Aquiline sighed to no one. She had not had a drink in nearly a month. She was becoming as strict and abrasive as Dame Anu, and surely Grendela would notice soon. If she offended her mistress, she might never be knighted. But then, if she remained a drunken sot her whole life, why would anyone knight her? But then again, the war was over, and Penti Celia sat firmly in power. What even was the point of knighthood?
She could hear Pinne and Goss prattling as they went. Hoisting up her belt, Aquiline turned to follow her mistress. She had committed to this chase, now it was time to hunt down some amusement.
Of course, there was no such thing as a paisley dragon. Quill doubted they had ever existed even in Europe. It sounded like the wild sort of gossip repeated by drunkards who spent their entire lives within a single village. Besides, the tales were from Europe, and mostly from men. European men were taller and fairer, at least some were, but no more reliable than a tavern drab.
The whole affair began when a brick-layer burst in upon the court. Old Dame Morozko was retiring to the coast, and a quarrel instantly erupted over who would inherit the largely ceremonial position of castellan. It was an empty honor, but Anu and Grendela lived their lives for empty honors. Other dames had laid polite claims at the Duchess’ feet, but it was the wayward knights who spoke loudest and most often. The others withdrew their claims quickly, foreseeing that no honor, empty or otherwise, was worth bickering with the Corpse or the Dragon. Many were fidgeting, clearly looking to take their leave, when the doors burst open to reveal the brick-layer, an aggrieved messenger clinging to her ankle as she entered.

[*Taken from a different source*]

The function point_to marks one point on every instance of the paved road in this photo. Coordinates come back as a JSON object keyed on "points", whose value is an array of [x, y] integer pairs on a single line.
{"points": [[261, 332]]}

She claimed to have encountered a terrible, serpentine beast whilst in the woods. She let fly two or three arrows, but nothing could pierce the monster’s paisley scales. When the Duchess asked what a brick-layer was doing in the woods with a bow, she sputtered and stumbled before explaining that her neighbor had been poaching rabbits; she was merely hoping to catch the villain in the act and drag her before the Duchess for judgment. The Duchess let that go.
She had been ready to let the dragon go as well, but this was the fourth such report in only two months, and the squabbling knights each took it upon herself to expostulate how she might resolve the issue, were she castellan. Anu had her telltale gauntlet in hand when the Duchess stood and commanded them to hunt down the beast together, charging that they would not reenter Amosa’s walls until the paisley dragon was dead.
It was a brilliant stroke, Quill grudgingly admitted. Neither knight was likely to quit while the other still strove. They surely both knew it was nonsense, and yet neither could relent. The Duchess would be free of their bother for days, perhaps weeks. That, or one of the knights would be forced to admit defeat, which might humble her for a brief while. The fact that three squires were compelled to suffer was, presumably, mere collateral damage.